The clinic offers free health screenings and referral services to other health agencies or physicians to address specific medical conditions. The clinic also provides opportunities to access specialty care. Services are provided regardless of ability to pay or based on a sliding fee scale.

The clinic’s goal is prevention through health education. Many health disparities affecting Austin and minority communities are preventable if residents receive the right information, Carwile explained. She cited that the national push to fight obesity rarely informs low-income communities how to read labels, eat right or exercise.

“We tell people: ‘You’re fat, lose weight,’ but we don’t tell them how to do that,” Carwile said. “It seems to me that a lot of stuff is being marketed to middle white America. … It’s cultural competence. It is understanding a way to reach out into those communities to work with them to educate them on the fact that they have choices.”

Education efforts will include weight management, appropriate exercise for arthritis and smoking cessation, which Carwile said are tied to musculoskeletal health.

Carwile networks with churches and community groups to inform them about the clinic’s services. The clinic wants to form partnerships and linkages with other neighboring Austin health centers to ensure wrap-around medical services.
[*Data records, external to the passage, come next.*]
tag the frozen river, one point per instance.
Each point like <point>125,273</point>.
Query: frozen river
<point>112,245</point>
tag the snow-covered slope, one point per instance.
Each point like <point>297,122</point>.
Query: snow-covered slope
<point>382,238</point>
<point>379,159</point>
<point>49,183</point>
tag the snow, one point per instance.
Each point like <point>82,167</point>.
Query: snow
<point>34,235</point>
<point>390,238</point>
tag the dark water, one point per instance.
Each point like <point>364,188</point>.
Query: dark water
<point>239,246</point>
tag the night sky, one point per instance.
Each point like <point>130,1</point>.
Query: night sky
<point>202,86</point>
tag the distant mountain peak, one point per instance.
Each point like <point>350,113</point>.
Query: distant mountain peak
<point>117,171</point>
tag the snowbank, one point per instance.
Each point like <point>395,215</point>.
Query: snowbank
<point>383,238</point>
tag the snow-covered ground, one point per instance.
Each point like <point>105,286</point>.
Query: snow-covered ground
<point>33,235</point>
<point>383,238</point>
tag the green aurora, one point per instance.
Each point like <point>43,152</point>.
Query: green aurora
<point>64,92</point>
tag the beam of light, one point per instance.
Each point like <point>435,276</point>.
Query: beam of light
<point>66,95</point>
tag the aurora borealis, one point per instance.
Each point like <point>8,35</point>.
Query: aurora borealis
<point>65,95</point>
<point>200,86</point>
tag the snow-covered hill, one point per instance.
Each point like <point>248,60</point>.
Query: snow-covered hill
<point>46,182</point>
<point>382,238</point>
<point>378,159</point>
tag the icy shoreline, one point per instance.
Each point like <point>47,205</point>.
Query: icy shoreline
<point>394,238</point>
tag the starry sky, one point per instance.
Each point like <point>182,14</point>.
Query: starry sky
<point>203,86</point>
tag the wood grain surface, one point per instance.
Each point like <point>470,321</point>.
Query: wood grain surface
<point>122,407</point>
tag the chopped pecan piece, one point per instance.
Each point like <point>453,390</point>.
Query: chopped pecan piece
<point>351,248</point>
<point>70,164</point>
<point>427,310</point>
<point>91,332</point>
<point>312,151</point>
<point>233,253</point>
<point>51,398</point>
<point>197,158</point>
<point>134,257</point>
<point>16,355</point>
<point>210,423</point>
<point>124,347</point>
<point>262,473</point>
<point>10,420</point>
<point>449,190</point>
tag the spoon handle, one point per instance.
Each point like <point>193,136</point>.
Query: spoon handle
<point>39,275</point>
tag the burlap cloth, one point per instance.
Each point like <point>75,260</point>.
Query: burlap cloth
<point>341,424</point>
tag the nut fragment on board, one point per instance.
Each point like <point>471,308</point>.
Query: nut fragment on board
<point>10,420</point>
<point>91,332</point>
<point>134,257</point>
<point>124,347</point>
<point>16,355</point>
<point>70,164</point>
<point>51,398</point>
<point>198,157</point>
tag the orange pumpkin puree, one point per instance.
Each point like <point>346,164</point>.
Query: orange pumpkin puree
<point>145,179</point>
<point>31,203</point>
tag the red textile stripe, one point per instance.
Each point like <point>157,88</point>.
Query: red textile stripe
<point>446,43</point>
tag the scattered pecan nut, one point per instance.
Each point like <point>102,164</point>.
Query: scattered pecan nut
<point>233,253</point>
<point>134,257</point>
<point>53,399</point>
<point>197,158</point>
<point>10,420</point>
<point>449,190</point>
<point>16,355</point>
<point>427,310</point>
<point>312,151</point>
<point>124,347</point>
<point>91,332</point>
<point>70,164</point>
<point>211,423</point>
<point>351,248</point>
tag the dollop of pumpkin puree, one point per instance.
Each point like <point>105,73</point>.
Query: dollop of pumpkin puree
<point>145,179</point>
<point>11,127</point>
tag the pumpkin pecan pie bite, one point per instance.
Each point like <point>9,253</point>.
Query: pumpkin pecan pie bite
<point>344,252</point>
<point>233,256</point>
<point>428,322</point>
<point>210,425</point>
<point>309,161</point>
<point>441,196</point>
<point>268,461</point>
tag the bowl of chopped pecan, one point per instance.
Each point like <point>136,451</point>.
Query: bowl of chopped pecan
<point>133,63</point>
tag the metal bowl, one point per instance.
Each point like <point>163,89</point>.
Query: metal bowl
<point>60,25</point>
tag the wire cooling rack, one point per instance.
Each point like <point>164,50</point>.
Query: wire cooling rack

Many residents suffer needless medical ailments because they don’t know where to go for medical care or how to access the system, Carwile said. Many are unaware or don’t know how to use social service programs like Medicaid or disability benefits that could connect them to medical care. The clinic, Carwile said, will help residents apply for those benefits.

“Our role is to facilitate and make sure they understand and that they are educated in their choices and are given choices,” Carwile said.